Mantinha uma casa de prostituição e ordenou que estátuas suas fossem colocadas em lugares de destaque em todos os templos, até nas sinagogas em Jerusalém. Nessa hora, entrou em conflito com os judeus, que não aceitaram esse desejo do imperador, que desejava ser adorado como um deus. Nomeou senador romano seu cavalo, Incitatus, para quem construiu um palácio de mármore. Antes disso, havia nomeado o cavalo como sacerdote e designado uma guarda pretoriana (*força militar romana criada para guardar o imperador e seus familiares) para tomar conta de seu sono.

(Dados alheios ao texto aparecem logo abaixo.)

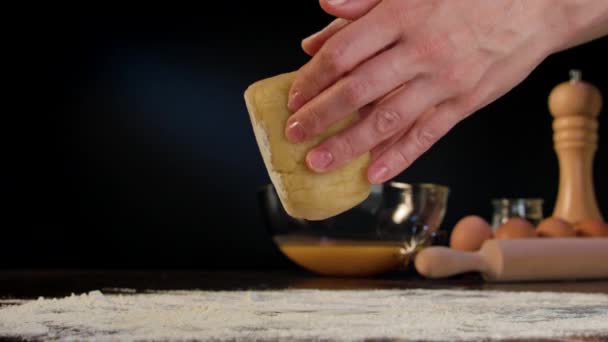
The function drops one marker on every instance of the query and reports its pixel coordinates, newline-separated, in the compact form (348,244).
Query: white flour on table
(308,315)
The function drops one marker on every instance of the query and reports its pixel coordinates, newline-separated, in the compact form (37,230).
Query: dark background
(128,144)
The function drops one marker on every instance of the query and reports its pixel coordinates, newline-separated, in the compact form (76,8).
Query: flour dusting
(307,315)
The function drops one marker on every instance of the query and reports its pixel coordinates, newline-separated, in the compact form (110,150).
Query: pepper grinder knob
(575,106)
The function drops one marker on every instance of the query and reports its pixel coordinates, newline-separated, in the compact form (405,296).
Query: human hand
(414,69)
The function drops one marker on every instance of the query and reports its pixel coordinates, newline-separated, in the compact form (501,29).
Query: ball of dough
(303,193)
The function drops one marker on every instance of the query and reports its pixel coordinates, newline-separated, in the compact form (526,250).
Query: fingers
(312,44)
(348,9)
(372,80)
(386,119)
(342,52)
(427,130)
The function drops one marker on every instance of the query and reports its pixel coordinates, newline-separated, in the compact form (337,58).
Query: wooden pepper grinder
(575,106)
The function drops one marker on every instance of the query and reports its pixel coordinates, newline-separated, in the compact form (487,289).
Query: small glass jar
(527,208)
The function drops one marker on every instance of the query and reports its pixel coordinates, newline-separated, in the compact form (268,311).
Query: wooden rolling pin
(521,260)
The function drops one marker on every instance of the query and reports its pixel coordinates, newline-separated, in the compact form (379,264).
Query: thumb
(348,9)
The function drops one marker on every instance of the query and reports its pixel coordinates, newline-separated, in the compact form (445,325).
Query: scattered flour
(307,315)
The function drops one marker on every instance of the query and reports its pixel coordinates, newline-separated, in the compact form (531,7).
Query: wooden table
(32,284)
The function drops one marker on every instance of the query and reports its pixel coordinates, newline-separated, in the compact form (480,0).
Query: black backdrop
(129,144)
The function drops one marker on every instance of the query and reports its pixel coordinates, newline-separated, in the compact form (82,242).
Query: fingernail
(319,159)
(295,132)
(295,101)
(377,174)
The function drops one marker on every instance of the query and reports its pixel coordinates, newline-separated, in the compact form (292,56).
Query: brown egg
(555,227)
(591,228)
(516,228)
(469,233)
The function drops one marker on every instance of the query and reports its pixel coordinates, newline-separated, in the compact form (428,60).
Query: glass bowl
(379,235)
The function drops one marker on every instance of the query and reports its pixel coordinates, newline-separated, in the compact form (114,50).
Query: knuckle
(312,122)
(386,121)
(344,147)
(458,80)
(354,92)
(423,139)
(401,159)
(430,48)
(331,60)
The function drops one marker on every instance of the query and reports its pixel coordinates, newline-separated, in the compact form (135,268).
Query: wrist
(578,22)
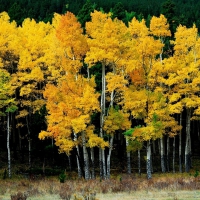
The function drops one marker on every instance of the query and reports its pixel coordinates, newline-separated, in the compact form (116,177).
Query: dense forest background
(185,12)
(44,153)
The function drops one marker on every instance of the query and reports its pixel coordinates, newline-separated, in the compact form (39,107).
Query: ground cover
(161,186)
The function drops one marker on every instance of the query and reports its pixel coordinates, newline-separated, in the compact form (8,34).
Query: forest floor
(162,186)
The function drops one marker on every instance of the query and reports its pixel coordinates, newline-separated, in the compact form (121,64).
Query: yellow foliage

Sua ideia era humilhar o Senado romano e mostrar que se podia nomear um cavalo sacerdote e senador, podia fazer qualquer coisa com a vida de qualquer pessoa. Se a moda pega em Brasília, por exemplo, estamos campados!

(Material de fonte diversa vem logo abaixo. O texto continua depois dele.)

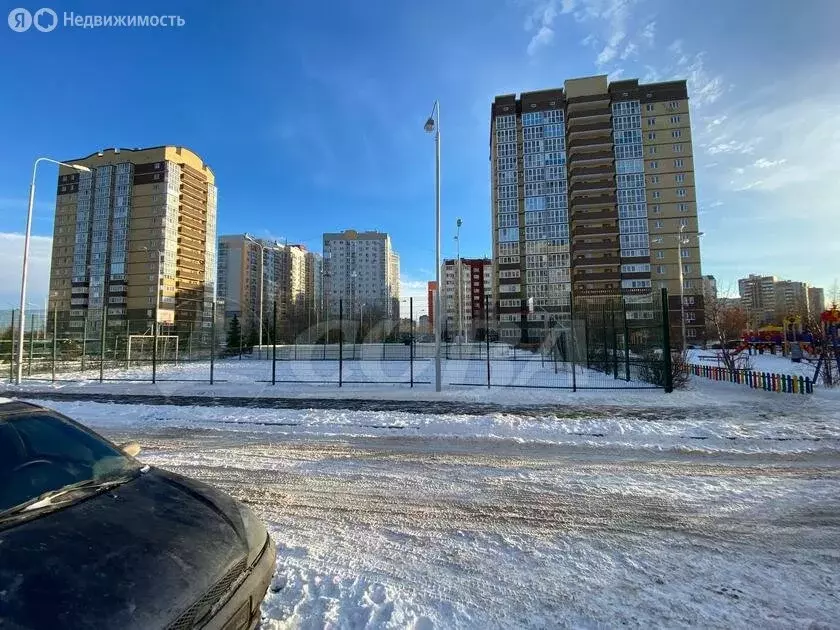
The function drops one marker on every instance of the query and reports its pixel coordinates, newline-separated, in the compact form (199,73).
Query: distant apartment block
(135,238)
(361,271)
(248,267)
(593,193)
(474,300)
(816,300)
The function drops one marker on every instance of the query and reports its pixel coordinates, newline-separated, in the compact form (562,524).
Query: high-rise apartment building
(816,301)
(362,271)
(791,298)
(136,236)
(475,295)
(758,298)
(252,270)
(593,193)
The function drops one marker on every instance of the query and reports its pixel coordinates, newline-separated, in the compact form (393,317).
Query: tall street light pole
(433,126)
(461,332)
(25,271)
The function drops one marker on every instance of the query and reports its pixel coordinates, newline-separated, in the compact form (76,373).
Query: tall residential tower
(136,236)
(593,193)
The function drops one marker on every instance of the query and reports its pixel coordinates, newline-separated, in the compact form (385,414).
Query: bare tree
(726,323)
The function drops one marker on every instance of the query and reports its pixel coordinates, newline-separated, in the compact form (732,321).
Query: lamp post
(460,293)
(25,270)
(250,238)
(433,126)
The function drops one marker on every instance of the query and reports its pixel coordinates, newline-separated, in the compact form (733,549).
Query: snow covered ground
(773,363)
(717,509)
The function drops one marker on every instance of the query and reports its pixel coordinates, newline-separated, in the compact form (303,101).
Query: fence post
(31,343)
(102,345)
(626,342)
(615,343)
(574,340)
(411,340)
(213,342)
(12,351)
(340,339)
(55,340)
(274,346)
(666,344)
(487,334)
(155,328)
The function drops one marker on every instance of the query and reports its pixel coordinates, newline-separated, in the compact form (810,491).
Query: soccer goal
(140,349)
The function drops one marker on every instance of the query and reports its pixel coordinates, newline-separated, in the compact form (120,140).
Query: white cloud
(765,163)
(543,38)
(11,255)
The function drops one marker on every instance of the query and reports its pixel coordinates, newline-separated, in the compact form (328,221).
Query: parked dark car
(92,538)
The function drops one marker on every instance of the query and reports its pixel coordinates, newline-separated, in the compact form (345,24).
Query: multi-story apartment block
(758,298)
(314,281)
(135,237)
(816,301)
(252,270)
(593,193)
(791,298)
(361,271)
(431,291)
(473,298)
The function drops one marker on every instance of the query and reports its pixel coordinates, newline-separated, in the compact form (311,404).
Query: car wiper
(49,498)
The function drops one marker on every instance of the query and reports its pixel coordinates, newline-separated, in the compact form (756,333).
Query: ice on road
(521,522)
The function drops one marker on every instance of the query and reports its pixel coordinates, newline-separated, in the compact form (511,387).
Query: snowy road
(515,522)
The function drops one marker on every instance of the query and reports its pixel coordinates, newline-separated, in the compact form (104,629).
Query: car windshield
(41,453)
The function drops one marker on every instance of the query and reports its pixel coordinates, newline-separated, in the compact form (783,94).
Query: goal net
(141,349)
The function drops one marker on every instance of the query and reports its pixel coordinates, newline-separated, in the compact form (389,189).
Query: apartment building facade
(362,274)
(135,240)
(257,271)
(474,300)
(593,194)
(758,298)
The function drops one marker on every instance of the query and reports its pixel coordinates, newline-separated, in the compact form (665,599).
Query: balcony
(580,246)
(595,261)
(605,276)
(595,200)
(580,173)
(600,230)
(578,187)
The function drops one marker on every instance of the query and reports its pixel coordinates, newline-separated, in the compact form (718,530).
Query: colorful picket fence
(783,383)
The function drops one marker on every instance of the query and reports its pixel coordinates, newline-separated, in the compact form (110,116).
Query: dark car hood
(132,557)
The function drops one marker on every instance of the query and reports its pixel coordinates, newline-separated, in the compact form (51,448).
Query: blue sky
(311,115)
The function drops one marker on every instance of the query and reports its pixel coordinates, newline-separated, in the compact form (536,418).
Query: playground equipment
(828,349)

No filme, baseado numa biografia escrita por Vidal e com supervisão do próprio autor, ao mesmo tempo que Calígula vivia cercado de bajuladores, tinha também inimigos perigosos, loucos para vê-lo longe do poder. A superprodução com elenco do primeiro time, onde se destacam o maravilhoso Malcolm McDowell, Peter O´Toole, John Gielgud e Helen Mirren(*que se destacou recentemente em “A Rainha”), Calígula choca pela sua beleza e naturalidade com que trata temas considerados tabus até hoje pela sociedade. Recomendo que peguem a versão que comemora os 20 anos do filme, onde contém cenas adicionais inéditas. E como não lembrar de “Calígula”, que foi o filme que não deixou o meu vídeo cassete parado em toda a minha adolescência? Pois, na noite desta terça-feira, 31/07, morreu nos Estados Unidos um dos melhores escritores e comentaristas políticos americanos Gore Vidal, aos 86 anos.
Charlton Heston nas filmagens de "Ben Hur", em 1959.

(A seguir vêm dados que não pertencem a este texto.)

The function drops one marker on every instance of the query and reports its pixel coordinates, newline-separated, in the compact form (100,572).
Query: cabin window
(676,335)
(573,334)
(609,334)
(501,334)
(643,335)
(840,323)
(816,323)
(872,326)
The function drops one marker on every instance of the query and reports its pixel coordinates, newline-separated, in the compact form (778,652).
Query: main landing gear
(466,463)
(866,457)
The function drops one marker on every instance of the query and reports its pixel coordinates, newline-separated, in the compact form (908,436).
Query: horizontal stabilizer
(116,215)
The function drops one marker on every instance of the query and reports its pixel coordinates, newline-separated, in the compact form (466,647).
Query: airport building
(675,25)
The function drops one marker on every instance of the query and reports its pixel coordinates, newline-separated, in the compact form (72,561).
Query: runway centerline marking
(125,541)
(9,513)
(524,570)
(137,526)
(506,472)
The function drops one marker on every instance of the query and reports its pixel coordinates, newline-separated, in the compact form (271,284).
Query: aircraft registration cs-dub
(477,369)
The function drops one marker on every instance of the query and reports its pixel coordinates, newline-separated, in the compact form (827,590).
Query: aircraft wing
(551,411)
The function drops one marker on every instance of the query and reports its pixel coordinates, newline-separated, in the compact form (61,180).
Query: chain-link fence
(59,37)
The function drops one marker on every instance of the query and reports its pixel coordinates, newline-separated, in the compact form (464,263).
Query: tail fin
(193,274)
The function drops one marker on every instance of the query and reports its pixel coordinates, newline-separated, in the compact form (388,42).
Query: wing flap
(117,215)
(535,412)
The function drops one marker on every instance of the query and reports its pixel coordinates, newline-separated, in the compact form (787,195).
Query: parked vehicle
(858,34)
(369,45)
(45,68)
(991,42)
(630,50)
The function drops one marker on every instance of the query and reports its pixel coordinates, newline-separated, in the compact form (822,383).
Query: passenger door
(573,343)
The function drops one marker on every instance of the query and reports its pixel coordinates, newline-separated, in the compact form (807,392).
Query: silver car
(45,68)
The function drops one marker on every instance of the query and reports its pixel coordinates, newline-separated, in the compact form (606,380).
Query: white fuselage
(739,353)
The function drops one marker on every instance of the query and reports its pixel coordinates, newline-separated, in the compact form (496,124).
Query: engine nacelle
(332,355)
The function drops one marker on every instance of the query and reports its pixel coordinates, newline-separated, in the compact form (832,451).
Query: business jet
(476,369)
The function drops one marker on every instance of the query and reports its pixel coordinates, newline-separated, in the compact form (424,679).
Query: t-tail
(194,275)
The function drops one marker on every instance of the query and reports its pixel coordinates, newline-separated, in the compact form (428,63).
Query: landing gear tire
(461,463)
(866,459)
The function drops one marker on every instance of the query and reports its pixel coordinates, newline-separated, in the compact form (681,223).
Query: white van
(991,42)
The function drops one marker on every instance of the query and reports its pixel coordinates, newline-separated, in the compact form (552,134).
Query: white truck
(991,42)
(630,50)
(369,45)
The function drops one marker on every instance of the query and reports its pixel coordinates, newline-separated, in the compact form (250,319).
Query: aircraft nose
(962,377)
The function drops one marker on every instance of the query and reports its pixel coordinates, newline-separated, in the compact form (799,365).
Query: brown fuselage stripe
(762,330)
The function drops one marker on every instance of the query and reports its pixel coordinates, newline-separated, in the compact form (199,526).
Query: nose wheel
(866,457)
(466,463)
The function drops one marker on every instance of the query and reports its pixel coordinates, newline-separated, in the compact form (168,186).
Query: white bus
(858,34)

O autor deu início à carreira literária aos 19 anos e continuou escrevendo por mais de 60 anos. Não fugia de temas polêmicos, como religião, política e sexualidade. No livro “A Cidade e o Pilar”, por exemplo, publicado em 1946, ele tocou no tema do homossexualismo. Essa foi uma das primeiras obras a apresentar personagens abertamente gays. Esse livro abordou sem subterfúgios o homossexualismo, decisão que escandalizou os críticos quando foi publicado, mas que abriu um novo terreno na literatura americana.
Abertamente bissexual, Vidal retornou ao tema da identidade sexual 20 anos mais tarde, com a sátira "Myra Breckenridge". Em 1950, conheceu Howard Austen, um publicitário, que foi seu parceiro e com quem morou boa parte da sua vida, na Itália. Em 2005, depois da morte de Austen, Vidal decidiu se mudar para Los Angeles.
Alguns de seus livros abordam temas políticos ou a história dos Estados Unidos, traçando o que Vidal chamou de surgimento do império americano. Suas opiniões políticas também provocavam enormes controvérsias, como uma discussão com insultos com o colunista conservador William Buckley diante das câmeras de TV. Em outro episódio famoso, Vidal afirmava que seu então amigo Norman Mailer havia dado uma cabeçada em seu rosto ao fim de uma discussão antes de um programa de televisão.
John Kennedy, em Palm Beach , em 1958.
O escritor também foi apresentado à vida política enquanto crescia em Washington, onde seu avô, o senador por Oklahoma Thomas Gore, às vezes permitia que ele o acompanhasse ao trabalho. Seu fascínio pela política foi evidenciado em 1967 no livro "Washington DC", que conta a história de uma família de políticos. Depois de cumprir o serviço militar durante aSegunda Guerra Mundial, Vidal conheceu cedo o sucesso comercial como romancista, mas o amor de sua vida foi o atleta Jimmy Trimble, confessou Vidal anos mais tarde. Trimble foi morto numa batalha em Iwo Jima , e Vidal dedicou a ele o livro "A Cidade e o Pilar".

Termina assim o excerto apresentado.